Le observé con atención y empezó a germinar en mí una sospecha. Tendí las redes.

—Habla del alma. Nunca entendí no ya de su existencia sino de la importancia que se le da, fundamentalmente por la Iglesia.

—¿Por qué no lo entiende?

—Eso de que es la depositaría de la resurrección, todas las almas apretujadas en el cielo esperando les llegue el día de instalarse en cuerpos nuevos.

—Téngala entonces como la definición científica de materia intangible.

—Siempre he sentido decepción por la importancia que los filósofos y teólogos han venido dando al alma, que en sí misma es sólo la sustancia que da vida a cualquier cuerpo animal, cuando lo importante del hombre es su intelecto.

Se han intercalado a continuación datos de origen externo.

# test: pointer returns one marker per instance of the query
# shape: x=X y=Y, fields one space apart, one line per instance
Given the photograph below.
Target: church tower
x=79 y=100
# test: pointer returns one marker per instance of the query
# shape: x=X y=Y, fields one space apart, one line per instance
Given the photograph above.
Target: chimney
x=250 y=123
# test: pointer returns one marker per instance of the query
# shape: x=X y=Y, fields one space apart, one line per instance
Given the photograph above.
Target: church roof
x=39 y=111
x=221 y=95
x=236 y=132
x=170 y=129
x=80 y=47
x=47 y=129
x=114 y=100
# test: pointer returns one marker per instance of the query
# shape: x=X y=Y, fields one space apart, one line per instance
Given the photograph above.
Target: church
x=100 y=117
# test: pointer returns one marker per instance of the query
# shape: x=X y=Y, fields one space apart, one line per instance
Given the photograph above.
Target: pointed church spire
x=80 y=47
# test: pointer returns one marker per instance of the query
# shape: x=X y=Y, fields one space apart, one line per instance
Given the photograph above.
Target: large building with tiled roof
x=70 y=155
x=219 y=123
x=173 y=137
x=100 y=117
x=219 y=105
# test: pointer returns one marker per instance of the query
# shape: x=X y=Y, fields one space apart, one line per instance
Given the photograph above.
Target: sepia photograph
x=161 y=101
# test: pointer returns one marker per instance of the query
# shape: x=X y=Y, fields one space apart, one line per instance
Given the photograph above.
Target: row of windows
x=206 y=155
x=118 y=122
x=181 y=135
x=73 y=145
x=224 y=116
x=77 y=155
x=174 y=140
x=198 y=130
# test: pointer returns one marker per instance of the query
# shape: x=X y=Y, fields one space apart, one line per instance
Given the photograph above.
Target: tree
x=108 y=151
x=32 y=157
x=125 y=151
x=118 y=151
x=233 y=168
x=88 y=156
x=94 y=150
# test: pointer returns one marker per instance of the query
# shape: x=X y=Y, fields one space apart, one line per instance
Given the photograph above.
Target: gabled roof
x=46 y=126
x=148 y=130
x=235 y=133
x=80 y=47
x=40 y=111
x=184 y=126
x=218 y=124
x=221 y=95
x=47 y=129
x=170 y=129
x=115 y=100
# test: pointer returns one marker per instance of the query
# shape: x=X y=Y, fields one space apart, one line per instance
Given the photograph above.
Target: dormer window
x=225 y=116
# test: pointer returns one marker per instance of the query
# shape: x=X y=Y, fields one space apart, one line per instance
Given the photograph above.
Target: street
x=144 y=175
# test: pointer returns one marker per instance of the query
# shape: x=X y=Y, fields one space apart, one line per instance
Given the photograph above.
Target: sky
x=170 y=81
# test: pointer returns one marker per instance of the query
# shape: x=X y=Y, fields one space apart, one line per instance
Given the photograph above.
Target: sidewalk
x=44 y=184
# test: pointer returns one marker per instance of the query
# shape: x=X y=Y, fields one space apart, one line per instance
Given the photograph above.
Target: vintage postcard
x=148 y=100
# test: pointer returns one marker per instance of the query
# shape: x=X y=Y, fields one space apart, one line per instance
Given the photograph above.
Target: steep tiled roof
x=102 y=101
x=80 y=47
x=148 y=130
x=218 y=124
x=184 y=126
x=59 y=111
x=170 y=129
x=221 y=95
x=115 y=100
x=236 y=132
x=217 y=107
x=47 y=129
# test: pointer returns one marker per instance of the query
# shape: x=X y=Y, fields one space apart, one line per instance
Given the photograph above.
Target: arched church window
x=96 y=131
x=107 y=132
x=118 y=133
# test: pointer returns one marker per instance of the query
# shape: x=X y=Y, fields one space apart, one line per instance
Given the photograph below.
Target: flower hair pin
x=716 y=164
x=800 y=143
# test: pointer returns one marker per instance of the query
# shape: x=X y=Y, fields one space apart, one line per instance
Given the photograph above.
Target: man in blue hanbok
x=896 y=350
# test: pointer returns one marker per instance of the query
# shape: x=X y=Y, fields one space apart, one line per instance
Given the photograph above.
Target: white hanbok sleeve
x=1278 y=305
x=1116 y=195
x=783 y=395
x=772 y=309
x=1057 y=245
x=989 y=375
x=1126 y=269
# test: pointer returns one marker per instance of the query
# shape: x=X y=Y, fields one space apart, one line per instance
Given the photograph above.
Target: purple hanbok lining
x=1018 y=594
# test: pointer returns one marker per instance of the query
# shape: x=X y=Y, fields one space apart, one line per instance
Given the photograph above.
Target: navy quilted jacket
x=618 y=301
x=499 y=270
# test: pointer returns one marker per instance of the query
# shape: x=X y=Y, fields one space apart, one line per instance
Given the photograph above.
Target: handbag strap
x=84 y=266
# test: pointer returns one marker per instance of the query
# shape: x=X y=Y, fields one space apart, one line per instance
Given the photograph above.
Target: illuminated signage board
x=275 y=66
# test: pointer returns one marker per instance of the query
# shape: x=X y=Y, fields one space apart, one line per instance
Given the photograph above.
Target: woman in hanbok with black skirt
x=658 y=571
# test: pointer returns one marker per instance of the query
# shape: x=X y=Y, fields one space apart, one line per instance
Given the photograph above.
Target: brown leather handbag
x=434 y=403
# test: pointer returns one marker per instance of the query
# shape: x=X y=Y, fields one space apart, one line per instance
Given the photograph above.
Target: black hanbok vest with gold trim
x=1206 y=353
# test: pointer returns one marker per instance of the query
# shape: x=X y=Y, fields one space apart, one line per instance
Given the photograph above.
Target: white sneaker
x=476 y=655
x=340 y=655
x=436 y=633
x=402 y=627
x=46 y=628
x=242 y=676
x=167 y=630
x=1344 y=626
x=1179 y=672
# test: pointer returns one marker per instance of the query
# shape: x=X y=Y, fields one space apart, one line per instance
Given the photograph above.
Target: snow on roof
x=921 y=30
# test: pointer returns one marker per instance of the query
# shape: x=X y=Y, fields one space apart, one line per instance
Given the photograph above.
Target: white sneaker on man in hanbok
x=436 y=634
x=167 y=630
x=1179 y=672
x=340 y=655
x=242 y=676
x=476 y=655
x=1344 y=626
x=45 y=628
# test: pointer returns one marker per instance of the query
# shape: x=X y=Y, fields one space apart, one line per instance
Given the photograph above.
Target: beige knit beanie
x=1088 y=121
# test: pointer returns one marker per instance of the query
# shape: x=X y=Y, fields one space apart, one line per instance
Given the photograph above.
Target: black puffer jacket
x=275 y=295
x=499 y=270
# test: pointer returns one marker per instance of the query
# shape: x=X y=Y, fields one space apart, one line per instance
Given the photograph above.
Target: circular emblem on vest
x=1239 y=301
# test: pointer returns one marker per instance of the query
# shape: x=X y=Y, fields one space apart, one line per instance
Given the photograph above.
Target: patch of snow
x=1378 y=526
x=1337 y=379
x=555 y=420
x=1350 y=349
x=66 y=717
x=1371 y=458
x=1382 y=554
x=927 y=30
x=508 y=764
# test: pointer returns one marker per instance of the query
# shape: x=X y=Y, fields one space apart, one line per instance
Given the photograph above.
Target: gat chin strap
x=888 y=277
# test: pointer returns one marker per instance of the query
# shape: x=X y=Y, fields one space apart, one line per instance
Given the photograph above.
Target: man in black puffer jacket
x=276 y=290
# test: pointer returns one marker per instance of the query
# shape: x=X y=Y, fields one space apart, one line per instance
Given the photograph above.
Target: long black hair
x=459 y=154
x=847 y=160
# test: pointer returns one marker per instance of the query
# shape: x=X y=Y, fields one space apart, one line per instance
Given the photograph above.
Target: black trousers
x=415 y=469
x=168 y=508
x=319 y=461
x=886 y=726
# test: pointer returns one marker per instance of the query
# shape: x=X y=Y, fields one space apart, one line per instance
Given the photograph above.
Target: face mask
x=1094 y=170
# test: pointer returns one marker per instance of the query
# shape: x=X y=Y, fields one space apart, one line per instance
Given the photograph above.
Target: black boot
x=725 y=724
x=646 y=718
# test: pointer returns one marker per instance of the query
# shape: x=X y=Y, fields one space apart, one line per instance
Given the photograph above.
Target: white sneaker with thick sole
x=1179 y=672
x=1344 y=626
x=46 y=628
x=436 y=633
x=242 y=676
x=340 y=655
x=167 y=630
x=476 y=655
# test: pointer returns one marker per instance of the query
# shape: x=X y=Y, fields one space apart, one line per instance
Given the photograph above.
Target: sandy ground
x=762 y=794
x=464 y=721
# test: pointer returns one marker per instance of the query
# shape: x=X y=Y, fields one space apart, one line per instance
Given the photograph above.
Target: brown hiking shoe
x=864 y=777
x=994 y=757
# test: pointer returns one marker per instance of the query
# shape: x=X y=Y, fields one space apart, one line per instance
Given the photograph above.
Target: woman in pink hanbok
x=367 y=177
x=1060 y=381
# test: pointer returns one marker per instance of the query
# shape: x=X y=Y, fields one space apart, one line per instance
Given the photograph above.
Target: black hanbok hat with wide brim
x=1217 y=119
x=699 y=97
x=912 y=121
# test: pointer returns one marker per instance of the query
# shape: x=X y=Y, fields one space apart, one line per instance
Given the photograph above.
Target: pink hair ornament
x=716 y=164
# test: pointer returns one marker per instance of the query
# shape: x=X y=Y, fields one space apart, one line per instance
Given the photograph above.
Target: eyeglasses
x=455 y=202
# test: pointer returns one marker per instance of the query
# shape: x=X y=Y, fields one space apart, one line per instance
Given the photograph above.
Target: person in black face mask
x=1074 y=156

Noté que lograba abrir brecha en su impasibilidad.

—Continúe.

—Cuando muere un gran pensador, pongamos un científico o un creador de arte, o cualquiera que destaque del nivel general, con él desaparecen muchas más cosas de las que ha realizado y dejado escritas o plasmadas. Años de estudio e ilustración, proyectos no puestos en práctica, un mundo ilimitado de ideas y sensaciones no expresadas aún... Todo ese bagaje irrepetible se pierde. Creo que si algo hay que guardar para esa resurrección final debería ser el cerebro de esos hombres, no su alma. Recuperar esos conocimientos sería lo beneficioso para esa nueva Humanidad, puesto que esa sabiduría de miles de años no habría que volver a aprenderla.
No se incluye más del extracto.